El verdadero pastor visita al que puede ayudarle y también al que nunca podrá darle nada. Ora por quien tiene abundancia y también por quien apenas tiene para comer. Se alegra con el que prospera y acompaña al que atraviesa la enfermedad, la pobreza o la tristeza. Así actúa quien ha entendido el corazón del Buen Pastor.
El profeta Ezequiel también levantó una fuerte advertencia contra los pastores que se servían a sí mismos en lugar de cuidar al rebaño. Dios dijo en Ezequiel 34:2-4: "¡Ay de los pastores de Israel, que se apacientan a sí mismos!... No fortalecisteis las débiles, ni curasteis la enferma; no vendasteis la perniquebrada, no volvisteis al redil la descarriada, ni buscasteis la perdida." El Señor no pasó por alto esa conducta.

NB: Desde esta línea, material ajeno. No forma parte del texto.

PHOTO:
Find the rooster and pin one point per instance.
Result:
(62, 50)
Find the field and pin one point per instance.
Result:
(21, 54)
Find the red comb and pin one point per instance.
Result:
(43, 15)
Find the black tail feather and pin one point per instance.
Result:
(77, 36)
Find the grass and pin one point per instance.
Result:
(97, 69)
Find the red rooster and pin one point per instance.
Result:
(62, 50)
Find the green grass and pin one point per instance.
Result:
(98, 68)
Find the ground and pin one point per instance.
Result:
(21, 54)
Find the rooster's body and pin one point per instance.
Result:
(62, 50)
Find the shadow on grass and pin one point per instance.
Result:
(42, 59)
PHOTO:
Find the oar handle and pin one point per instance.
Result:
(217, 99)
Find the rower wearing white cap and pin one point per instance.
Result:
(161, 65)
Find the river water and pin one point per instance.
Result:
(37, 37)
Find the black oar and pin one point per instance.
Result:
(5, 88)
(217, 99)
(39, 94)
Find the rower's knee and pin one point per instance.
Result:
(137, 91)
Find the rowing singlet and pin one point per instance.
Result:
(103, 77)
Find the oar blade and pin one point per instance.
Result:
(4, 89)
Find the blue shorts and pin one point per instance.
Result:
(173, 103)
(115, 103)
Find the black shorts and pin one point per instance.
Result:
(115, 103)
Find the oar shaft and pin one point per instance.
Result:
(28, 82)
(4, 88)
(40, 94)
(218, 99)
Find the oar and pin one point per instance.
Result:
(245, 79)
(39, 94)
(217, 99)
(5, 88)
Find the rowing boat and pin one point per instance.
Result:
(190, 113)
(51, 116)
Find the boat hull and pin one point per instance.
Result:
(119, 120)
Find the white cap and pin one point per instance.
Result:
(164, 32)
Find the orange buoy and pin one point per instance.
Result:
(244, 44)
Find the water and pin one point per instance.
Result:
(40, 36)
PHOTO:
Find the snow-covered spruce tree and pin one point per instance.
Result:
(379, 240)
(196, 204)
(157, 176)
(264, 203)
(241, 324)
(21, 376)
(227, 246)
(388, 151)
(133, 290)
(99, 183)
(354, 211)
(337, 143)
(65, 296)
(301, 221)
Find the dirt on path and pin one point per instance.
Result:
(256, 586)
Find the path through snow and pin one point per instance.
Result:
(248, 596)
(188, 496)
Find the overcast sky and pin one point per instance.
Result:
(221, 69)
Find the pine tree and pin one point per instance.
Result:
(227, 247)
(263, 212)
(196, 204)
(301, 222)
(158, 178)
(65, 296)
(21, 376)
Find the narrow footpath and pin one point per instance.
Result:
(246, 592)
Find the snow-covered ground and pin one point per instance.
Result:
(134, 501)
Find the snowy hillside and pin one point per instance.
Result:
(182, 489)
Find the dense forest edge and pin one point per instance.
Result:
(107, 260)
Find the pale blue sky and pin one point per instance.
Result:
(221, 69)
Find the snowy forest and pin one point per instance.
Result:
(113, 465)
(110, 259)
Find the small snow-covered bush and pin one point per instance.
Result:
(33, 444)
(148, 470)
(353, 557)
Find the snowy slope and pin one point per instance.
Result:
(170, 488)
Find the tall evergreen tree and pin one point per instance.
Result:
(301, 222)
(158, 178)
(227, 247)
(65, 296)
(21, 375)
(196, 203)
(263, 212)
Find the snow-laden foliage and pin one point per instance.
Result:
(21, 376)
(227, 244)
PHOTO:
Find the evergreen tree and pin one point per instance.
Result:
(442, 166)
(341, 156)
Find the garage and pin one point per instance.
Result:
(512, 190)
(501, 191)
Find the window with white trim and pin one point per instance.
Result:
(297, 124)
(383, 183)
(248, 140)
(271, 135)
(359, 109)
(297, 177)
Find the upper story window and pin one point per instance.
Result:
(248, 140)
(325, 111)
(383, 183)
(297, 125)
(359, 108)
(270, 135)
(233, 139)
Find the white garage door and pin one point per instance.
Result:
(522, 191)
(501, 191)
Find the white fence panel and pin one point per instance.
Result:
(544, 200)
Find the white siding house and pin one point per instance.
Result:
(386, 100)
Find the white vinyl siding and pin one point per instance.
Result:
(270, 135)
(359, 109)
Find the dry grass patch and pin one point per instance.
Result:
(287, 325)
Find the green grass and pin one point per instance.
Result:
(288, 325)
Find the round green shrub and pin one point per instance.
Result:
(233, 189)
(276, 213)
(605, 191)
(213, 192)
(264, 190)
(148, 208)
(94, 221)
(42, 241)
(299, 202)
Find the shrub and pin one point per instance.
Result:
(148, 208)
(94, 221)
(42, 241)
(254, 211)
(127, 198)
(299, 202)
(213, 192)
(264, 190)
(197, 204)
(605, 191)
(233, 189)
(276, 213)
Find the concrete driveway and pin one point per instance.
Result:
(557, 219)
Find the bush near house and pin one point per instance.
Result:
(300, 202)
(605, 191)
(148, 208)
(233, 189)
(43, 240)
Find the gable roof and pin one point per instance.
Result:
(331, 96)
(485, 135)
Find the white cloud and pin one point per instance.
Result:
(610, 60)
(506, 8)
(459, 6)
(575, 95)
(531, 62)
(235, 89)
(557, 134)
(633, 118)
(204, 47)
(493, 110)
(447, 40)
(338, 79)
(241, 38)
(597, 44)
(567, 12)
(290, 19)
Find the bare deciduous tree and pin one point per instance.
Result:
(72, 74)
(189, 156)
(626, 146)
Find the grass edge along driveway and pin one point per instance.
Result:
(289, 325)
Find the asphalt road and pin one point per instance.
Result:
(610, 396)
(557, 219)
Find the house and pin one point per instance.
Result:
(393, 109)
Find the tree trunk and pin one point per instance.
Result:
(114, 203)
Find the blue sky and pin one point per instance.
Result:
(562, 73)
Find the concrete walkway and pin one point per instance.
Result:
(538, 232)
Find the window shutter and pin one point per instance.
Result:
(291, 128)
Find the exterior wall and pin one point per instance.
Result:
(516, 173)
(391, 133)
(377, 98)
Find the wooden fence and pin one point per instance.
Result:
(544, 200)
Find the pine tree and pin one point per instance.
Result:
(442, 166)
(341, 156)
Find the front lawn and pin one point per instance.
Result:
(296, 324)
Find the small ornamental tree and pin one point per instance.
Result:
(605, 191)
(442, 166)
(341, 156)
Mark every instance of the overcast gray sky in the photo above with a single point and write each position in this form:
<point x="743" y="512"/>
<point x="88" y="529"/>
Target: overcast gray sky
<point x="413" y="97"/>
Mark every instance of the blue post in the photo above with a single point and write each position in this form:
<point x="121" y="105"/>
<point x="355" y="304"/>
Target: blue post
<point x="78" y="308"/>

Él mismo llamó a cuentas a quienes olvidaron su responsabilidad.
Toda persona que recibe un ministerio debe recordar que un día dará cuentas delante de Dios. El reconocimiento de los hombres termina, las posiciones pasan y los títulos desaparecen, pero el Señor sigue examinando con justicia la manera en que cada uno sirvió a su pueblo.
Si alguna vez tienes la responsabilidad de cuidar a otros, no permitas que el interés gobierne tu corazón. Mira a las personas como Cristo las miró. Ama al necesitado, escucha al que está sufriendo, fortalece al débil y trata con el mismo respeto a todos. Esa fue la enseñanza del Señor y ese sigue siendo el camino que agrada a Dios.
Jesús nunca hizo diferencia entre las ovejas. Quien desea servir como Él sirvió debe aprender a amar sin favoritismos, sin interés y sin buscar beneficio personal. Porque el verdadero pastor no busca lo que las ovejas pueden darle; busca conducirlas con fidelidad hacia Aquel que entregó su vida por todas ellas.